At the end of the first Dev Diary, I listed three guiding principles we’re trying to follow while designing the MONAD System (Nostalgia’s rules set), and, in the long run, a universal framework for other settings as well. The second of these principles reads:

  • We envision a game where resource management is as important as rolling the dice. This allows us to infuse the game with a very strategic pace, without sacrificing any of the exciting old school randomness. Awaiting the “make or break” results of a dice roll is just too much fun to completely remove it from the equation.

When it comes to dice rolling, the world of role-playing games offers a multitude of pre-existing systems. Most of them are perfectly functional, some are excellent, and others (think the old World of Darkness) have some significant design flaws, mostly related to probability and statistics. Math, unfortunately, is something one can’t ignore when designing a new dice system, because overlooking the probability of certain results could spell certain doom for the entire game’s balance.
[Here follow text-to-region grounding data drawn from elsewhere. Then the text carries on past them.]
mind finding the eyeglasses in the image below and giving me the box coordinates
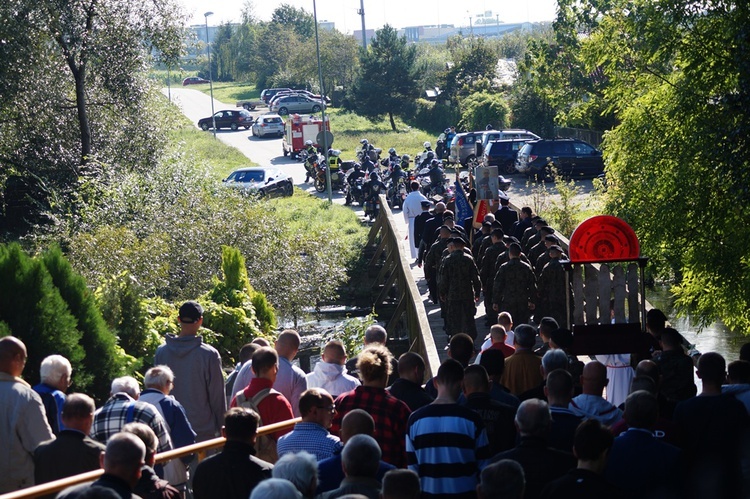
[317,404,336,414]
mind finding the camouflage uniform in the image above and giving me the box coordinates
[528,239,547,266]
[535,248,568,276]
[475,235,494,267]
[480,242,506,325]
[439,249,481,339]
[537,257,571,328]
[524,229,543,255]
[424,237,449,303]
[492,258,537,325]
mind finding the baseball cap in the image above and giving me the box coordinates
[178,301,204,324]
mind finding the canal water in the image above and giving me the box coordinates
[646,286,746,363]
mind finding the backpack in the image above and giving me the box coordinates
[135,395,189,488]
[234,388,280,463]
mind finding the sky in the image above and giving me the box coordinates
[182,0,558,32]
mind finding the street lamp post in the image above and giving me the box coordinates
[312,0,332,202]
[204,11,216,138]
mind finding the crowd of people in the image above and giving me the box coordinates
[2,201,750,498]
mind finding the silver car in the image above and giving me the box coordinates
[223,167,294,198]
[269,95,326,115]
[251,114,284,138]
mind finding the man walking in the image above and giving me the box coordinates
[402,181,429,260]
[438,235,481,340]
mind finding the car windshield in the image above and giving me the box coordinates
[228,170,265,183]
[264,117,282,124]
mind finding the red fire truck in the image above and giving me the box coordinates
[282,114,331,159]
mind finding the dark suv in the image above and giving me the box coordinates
[197,109,253,131]
[483,139,533,174]
[515,138,604,179]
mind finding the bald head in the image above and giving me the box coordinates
[340,409,375,443]
[581,361,608,395]
[364,325,387,345]
[435,202,446,214]
[276,330,301,360]
[0,336,27,377]
[322,340,347,365]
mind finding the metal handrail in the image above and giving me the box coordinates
[367,195,441,378]
[0,417,301,499]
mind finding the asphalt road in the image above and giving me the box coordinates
[164,87,598,237]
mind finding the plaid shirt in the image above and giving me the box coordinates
[91,393,173,453]
[276,422,342,462]
[332,386,411,468]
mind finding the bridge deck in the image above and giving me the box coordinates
[390,218,489,361]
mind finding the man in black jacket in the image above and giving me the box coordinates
[192,408,273,499]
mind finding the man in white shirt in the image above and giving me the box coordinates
[402,181,428,259]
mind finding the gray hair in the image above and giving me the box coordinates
[272,451,318,496]
[111,376,140,398]
[342,434,381,478]
[250,479,302,499]
[40,355,72,385]
[541,349,569,375]
[515,399,551,437]
[144,365,174,390]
When I started laying out the rules, and how dice rolls would fit into the equation, I devised what at the time seemed the perfect solution: unique dice called MONAD Dice, using a mechanic (I've personally) never seen in a game before.
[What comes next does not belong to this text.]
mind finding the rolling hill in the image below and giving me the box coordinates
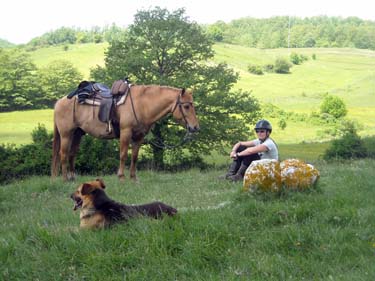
[1,42,373,146]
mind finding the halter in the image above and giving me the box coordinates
[149,88,195,149]
[171,88,194,129]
The original MONAD Dice prototype, hand-painted by me

Let’s take a small detour. In high school, I spent most of my Statistics lessons being bored. That was mostly (I swear) because the teacher was incapable of communicating why I should ever care about compound summation and game theory. He was also prone to loud nervous breakdowns and long dictation exercises, which definitely didn’t enhance my love for the subject. But a few years later, when a friend pointed out the flaws in my statistical assumptions for my MONAD Dice prototype, I cursed my decision to doze off during that class.

Lucky for me, the friend, Federico Scattolin, is an engineer and an RPG fan.  After a back and forth discussion about dice math, he decided to write a small software program to prove that my original MONAD Dice system wasn’t working as expected. And unfortunately, he was right.

After simulating a few variants of the idea, he was able to prove that the probability of “success” remained stable, independent of the number of dice rolled -- and even worse, sometimes it bounced up and down like a sinusoid. Simultaneously, the probabilities of obtaining a “neutral” or “fail” result also didn’t work out as expected. Faced with the bitter truth, I admitted my design defeat.

The new findings bothered me so much that I renounced sleep and spent that very same night thinking of alternative systems. I call this my “Beautiful Mind moment”. By morning I’d conceived  two options, which I promptly submitted to my group of playtesters. They both worked, but neither of them – in my mind – was as exciting as the original solution.

Then, some hours later and in a single message via WhatsApp, Federico handed me the Holy Grail of dice systems -- a simple yet perfect solution that we’d completely overlooked before.

For a moment I felt like we’d cracked interstellar space travel. What immediately became the “new” MONAD Dice system was elegant, original in its presentation, simple to understand, a good fit for its name and, most importantly, it was the solution that required the least amount of dice rolls.

I’m not yet ready for the grand unveiling, but I’m sure you’ll appreciate its minimalistic beauty when you see it.

And this, dear readers, is what “all the pieces falling into place” feels like.